Peningkatan defisit transaksi berjalan mulai terjadi lagi di triwulan I-2018 yang berlanjut hingga triwulan III-2018. Peningkatan impor barang dan jasa melonjak terutama di triwulan-III yang diikuti dengan kinerja ekspor yang melambat sehingga puncaknya menyebabkan transaksi berjalan mencatatkan defisit. Secara umum perkembangan defisit transaksi berjalan di 2018 menunjukkan perkembangan yang tidak begitu baik.
Mengatasi defisit
Pemerintah sebenarnya telah melakukan serangkaian upaya untuk mengerem impor, sejak triwulan II-2018 ketika defisit transaksi berjalan menembus angka -3,02%. Upaya yang dilakukan diantaranya adalah dengan membatasi impor barang dan melakukan upaya perluasan penggunaan B20 sebagai upaya mengatasi impor minyak yang membebani neraca perdagangan. Namun upaya ini belum dapat terlihat pada nilai defisit transaksi berjalan yang justru semakin terperosok ke angka -3,37% karena baru dilaksanakan di September 2018.

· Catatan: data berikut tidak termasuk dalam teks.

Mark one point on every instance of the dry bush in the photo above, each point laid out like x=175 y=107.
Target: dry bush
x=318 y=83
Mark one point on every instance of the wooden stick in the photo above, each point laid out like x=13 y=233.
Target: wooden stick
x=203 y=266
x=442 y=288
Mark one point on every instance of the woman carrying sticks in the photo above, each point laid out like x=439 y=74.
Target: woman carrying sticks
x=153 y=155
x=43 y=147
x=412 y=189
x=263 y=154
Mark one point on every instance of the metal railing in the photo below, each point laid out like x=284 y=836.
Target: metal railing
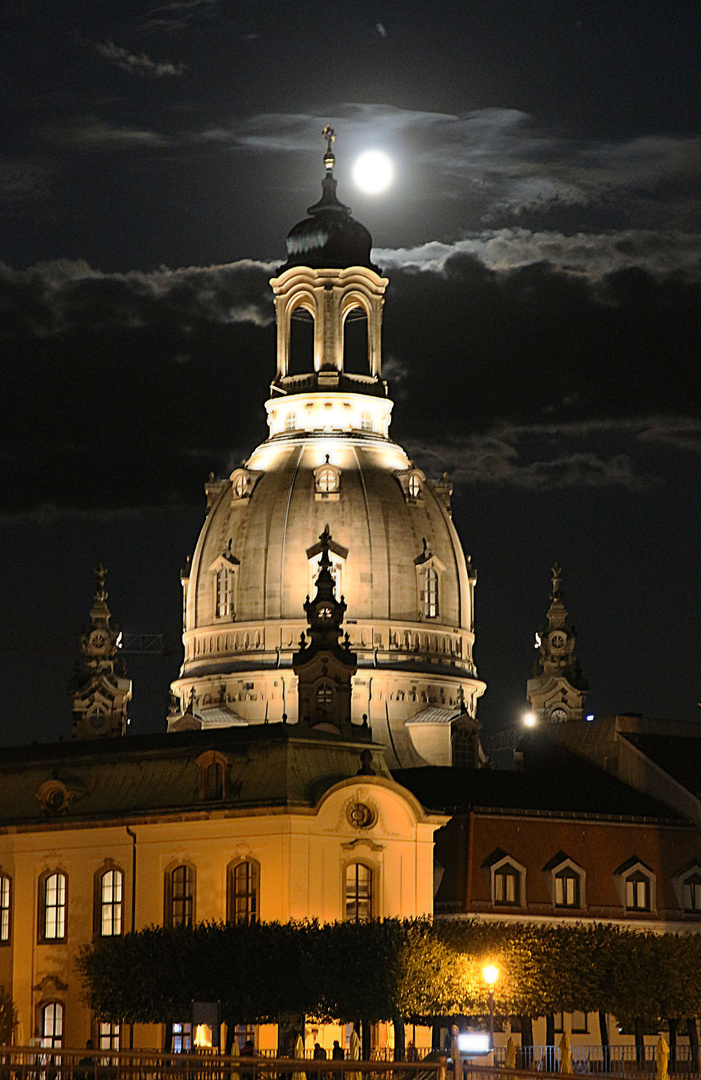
x=46 y=1063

Upaya perbaikan defisit transaksi berjalan perlu dibarengi dengan upaya perbaikan pada jangka panjang diantaranya dengan peningkatan daya saing dan produktivitas industri manufaktur untuk menggenjot ekspor barang non-migas karena produksi minyak mentah domestik mengalami kecenderungan penurunan terutama memasuki 2018.

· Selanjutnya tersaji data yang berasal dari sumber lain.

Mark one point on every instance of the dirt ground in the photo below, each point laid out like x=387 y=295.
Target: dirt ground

Transaksi ekspor-impor barang di triwulan III-2018 menunjukkan bahwa lonjakan barang impor non-migas terjadi pada impor barang konsumsi. Impor barang konsumsi terutama disebabkan oleh peningkatan impor bahan pangan yaitu beras dan buah-buahan (dalam Laporan Neraca Pembayaran-Bank Indonesia).

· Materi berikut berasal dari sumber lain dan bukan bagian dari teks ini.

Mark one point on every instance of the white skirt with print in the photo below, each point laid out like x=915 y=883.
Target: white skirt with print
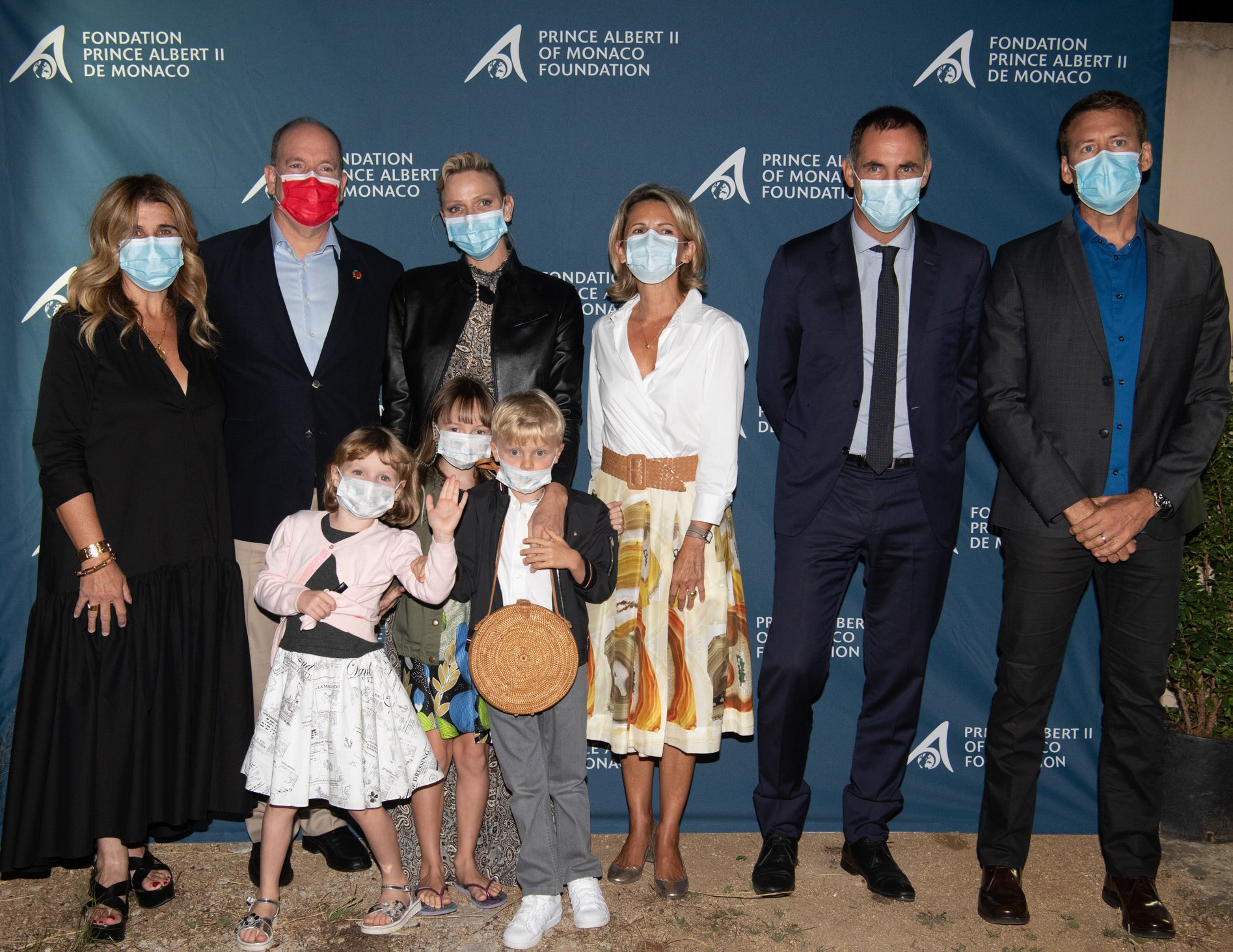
x=337 y=729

Hal ini perlu menjadi perhatian ke depannya oleh Pemerintah, kita juga perlu meningkatkan produksi bahan pangan domestik yang tingkat impornya masih tinggi untuk mengurangi ketergantungan impor. Ketidakakuratan data beras menjadi salah satu penyebab tingginya impor beras. Namun perhitungan data yang lebih akurat telah dilakukan oleh BPS beberapa waktu lalu sehingga hal ini dapat menjadi acuan Pemerintah untuk melakukan perencanaan yang lebih matang dalam produksi beras dan manajemen stok beras sehingga impor beras dapat dibatasi dan dapat menekan impor barang konsumsi.